Comment devenir Officier de l'Armée de l'Air et de l'Espace ?

En bref

  • Salaire : 32k à 90k € brut/an en France (2026)
  • Niveau d'études : Bac+5 et plus (5 ans et plus)
  • Domaine : Sécurité & Défense
  • Conditions d'exercice : Commandement / Spécialisé
  • Code ROME : K1706

L'officier de l'Armée de l'Air et de l'Espace (AAE) est un militaire de haut niveau, cadre dirigeant et expert d'une composante essentielle de la défense française, récemment renommée en 2020 pour intégrer la dimension spatiale. Il exerce des fonctions de commandement, de pilotage opérationnel, de direction technique ou d'état-major au sein des bases aériennes, escadrons de chasse, de transport, de défense sol-air, de renseignement, d'espace ou de cyberdéfense. Le code ROME rattaché est K1706 — Direction de personnels militaires et de police. En 2026, l'Armée de l'Air et de l'Espace compte environ 40 000 militaires dont près de 5 000 officiers, répartis entre les forces aériennes stratégiques (dissuasion nucléaire aéroportée), les forces aériennes de combat (chasse, reconnaissance, renseignement électromagnétique), les forces aériennes de projection (transport tactique et stratégique, ravitaillement en vol, liaison) et le Commandement de l'espace (CDE) basé à Toulouse.

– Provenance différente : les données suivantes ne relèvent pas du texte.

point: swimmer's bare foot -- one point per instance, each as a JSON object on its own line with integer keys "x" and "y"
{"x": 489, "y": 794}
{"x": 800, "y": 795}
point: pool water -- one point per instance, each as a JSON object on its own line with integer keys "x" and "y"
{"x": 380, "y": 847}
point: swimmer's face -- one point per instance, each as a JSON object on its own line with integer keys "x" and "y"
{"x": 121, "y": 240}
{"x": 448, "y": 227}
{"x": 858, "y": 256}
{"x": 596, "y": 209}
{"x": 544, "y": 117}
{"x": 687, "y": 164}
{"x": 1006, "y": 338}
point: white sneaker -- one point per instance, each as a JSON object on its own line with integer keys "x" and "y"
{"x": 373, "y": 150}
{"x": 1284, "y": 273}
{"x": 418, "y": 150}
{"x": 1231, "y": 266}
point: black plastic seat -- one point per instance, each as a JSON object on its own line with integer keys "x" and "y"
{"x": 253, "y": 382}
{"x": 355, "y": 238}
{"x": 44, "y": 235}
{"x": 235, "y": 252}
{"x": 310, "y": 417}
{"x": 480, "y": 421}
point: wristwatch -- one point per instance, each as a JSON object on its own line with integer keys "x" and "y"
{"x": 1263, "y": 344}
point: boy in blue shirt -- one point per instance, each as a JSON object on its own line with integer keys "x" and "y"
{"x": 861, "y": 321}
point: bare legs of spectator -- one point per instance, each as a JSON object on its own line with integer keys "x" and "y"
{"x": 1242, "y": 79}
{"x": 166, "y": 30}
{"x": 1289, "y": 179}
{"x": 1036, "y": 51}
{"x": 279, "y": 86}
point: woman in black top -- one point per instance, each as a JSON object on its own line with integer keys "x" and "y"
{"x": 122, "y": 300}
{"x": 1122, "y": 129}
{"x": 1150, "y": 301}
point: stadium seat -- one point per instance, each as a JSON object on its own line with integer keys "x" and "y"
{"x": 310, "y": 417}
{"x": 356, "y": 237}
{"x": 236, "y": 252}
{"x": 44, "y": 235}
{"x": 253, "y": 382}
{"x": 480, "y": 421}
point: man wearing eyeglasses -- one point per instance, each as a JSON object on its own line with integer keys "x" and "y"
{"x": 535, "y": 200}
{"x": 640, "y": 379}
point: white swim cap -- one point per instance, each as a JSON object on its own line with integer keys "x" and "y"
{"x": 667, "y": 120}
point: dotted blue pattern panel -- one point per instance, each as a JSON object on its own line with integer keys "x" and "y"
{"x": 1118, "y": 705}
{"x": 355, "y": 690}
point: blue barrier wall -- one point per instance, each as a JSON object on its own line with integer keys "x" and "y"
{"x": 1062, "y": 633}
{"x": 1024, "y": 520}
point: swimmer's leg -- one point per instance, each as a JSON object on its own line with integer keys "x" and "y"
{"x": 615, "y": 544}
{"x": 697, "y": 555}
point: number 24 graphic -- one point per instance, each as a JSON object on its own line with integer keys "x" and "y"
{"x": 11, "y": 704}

La voie principale d'accès au corps des officiers est l'École de l'Air et de l'Espace (EAE) située sur la base aérienne 701 de Salon-de-Provence (13), qui forme les élèves officiers de carrière pendant trois années sous statut militaire. Le recrutement s'effectue par plusieurs concours : le concours externe post-prépa CPGE (classes préparatoires scientifiques MP, PC, PSI), le concours externe universitaire (licence L2/L3), le concours universitaire master, le concours interne (sous-officiers de l'AAE justifiant de 4 ans de service) et le recrutement sur titre (spécialités ingénieurs, médecins militaires, commissaires). La scolarité à l'EAE mêle enseignement scientifique et technique (aéronautique, mécanique du vol, systèmes d'armes), militaire (commandement, tactique, instruction tir), et opérationnel (simulateurs, stages en unité, vols d'initiation sur TB-30 Epsilon, Grob 120 et Cirrus SR20). Les futurs pilotes poursuivent ensuite leur formation à Cognac (BA 709) sur Pilatus PC-21, puis en filière chasse (Tours, Cazaux), transport (Avord) ou hélicoptère (EALAT Le Luc-en-Provence).

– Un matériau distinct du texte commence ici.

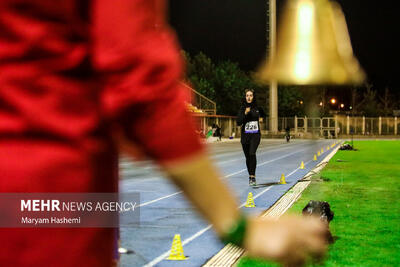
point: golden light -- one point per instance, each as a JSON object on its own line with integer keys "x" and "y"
{"x": 313, "y": 47}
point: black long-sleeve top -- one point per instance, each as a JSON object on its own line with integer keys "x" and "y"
{"x": 250, "y": 121}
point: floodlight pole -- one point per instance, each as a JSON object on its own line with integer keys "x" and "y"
{"x": 273, "y": 87}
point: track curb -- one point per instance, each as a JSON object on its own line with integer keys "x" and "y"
{"x": 230, "y": 254}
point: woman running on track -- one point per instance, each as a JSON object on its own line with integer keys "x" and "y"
{"x": 248, "y": 117}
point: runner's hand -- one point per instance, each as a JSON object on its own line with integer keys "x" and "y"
{"x": 290, "y": 240}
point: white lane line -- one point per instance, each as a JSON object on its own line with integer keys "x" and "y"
{"x": 158, "y": 199}
{"x": 202, "y": 231}
{"x": 258, "y": 154}
{"x": 226, "y": 176}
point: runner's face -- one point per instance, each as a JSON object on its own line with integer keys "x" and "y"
{"x": 249, "y": 97}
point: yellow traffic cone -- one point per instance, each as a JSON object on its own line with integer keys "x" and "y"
{"x": 302, "y": 165}
{"x": 176, "y": 249}
{"x": 282, "y": 181}
{"x": 250, "y": 201}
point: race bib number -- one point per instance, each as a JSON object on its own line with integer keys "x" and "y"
{"x": 251, "y": 127}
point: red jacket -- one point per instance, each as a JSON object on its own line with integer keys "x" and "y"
{"x": 71, "y": 73}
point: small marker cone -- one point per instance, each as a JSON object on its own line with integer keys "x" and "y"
{"x": 176, "y": 249}
{"x": 250, "y": 201}
{"x": 282, "y": 181}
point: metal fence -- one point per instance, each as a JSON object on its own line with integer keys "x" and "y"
{"x": 306, "y": 127}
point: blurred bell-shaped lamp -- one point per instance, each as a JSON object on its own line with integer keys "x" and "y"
{"x": 313, "y": 47}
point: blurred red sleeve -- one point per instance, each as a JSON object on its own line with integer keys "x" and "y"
{"x": 142, "y": 67}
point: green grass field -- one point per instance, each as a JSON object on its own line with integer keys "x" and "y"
{"x": 363, "y": 189}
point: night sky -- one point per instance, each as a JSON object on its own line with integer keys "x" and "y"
{"x": 236, "y": 30}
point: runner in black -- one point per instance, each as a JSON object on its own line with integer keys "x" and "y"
{"x": 248, "y": 117}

Au quotidien, l'officier de l'Armée de l'Air et de l'Espace exerce des missions très variées selon sa spécialité : pilote de chasse sur Rafale, Mirage 2000D ou F-35 à terme, pilote de transport sur A400M Atlas, C-130J, A330 MRTT Phénix, pilote d'hélicoptère sur Caracal, Fennec, Puma, contrôleur aérien tactique, officier de renseignement, officier mécanicien, commissaire des armées, officier de l'espace (opérations satellitaires au CDE), officier cyber (COMCYBER). Il commande des équipages, des sections, des escadrons (une vingtaine à une centaine de militaires), des groupements ou des bases aériennes (plusieurs milliers de militaires). Il participe aux opérations extérieures (Barkhane Sahel, Chammal Levant, Aigle Roumanie, Pégase Indopacifique), aux missions de police du ciel (permanence opérationnelle dissuasion), et aux exercices interalliés OTAN.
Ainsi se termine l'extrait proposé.